Di sanalah Renae dan Jeff memadu kasih sebagai suami istri. Di sanalah Renae menangis putus asa, karena harus memberi tahu suaminya bulan itu Renae menstruasi. Di sanalah Renae tertawa bahagia bersama Jeff, membicarakan segala sesuatu terkait kedatangan anak pertama mereka ke dunia, lalu menit berikutnya dilarikan ke rumah sakit dan tidak pernah lagi kembali ke sini.
"Kamu hanya bawa itu, Re? Kamu nggak ingin bawa semua tas dan sepatumu?"
Langkah Renae terhenti di depan pintu kamar. Kesal karena Jeff terus menahan langkah Renae. "Semua dibeli pakai uangmu, Jeff. Kalau kamu mau, aku bisa membantumu untuk menjualnya kembali."
"Bukan itu maksudku, Re. Seisi rumah ini milikmu. Kamu boleh membawa apa saja. Mungkin kamu perlu menggunakan tas, sepatu, jam tangan, perhiasan, atau apa pun itu, sewaktu-waktu. Jadi kamu nggak susah mengambilnya. Nggak bolak-balik ke sini."
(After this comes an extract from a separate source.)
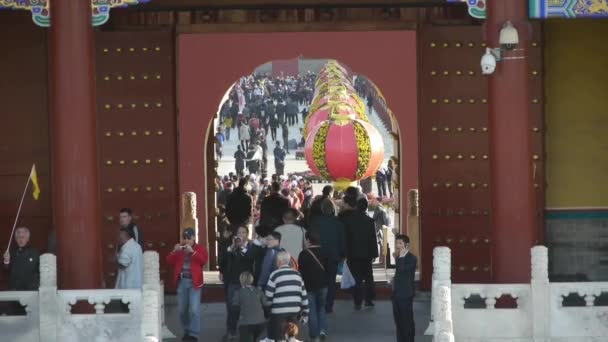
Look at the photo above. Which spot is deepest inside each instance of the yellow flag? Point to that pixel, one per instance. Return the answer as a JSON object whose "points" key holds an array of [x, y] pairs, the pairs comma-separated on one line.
{"points": [[35, 186]]}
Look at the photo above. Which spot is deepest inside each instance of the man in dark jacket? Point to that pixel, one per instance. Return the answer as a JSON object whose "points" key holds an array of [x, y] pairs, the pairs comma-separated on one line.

Seisi rumah ini boleh menjadi miliknya, kecuali suaminya. Renae tersenyum pahit. "Aku belum memerlukannya. Mungkin nggak memerlukannya. Nggak akan ada lagi acara yang harus kudatangi sebagai istrimu atau menantu keluargamu."
"Aku nggak yakin apa aman menyimpan barang-barang mahal di rumah baruku. Istrimu ... bisa memakainya nanti. Atau kalau menurutmu dia nggak mau atau kamu keberatan aku menitipkan itu semua di sini, nanti aku akan membawanya sedikit demi sedikit ke rumah ayahku." Menyimpan jam tangan seharga setengah milyar di rumah barunya sama saja dengan mengirim undangan ekskusif kepada perampok untuk menyatroni rumahnya.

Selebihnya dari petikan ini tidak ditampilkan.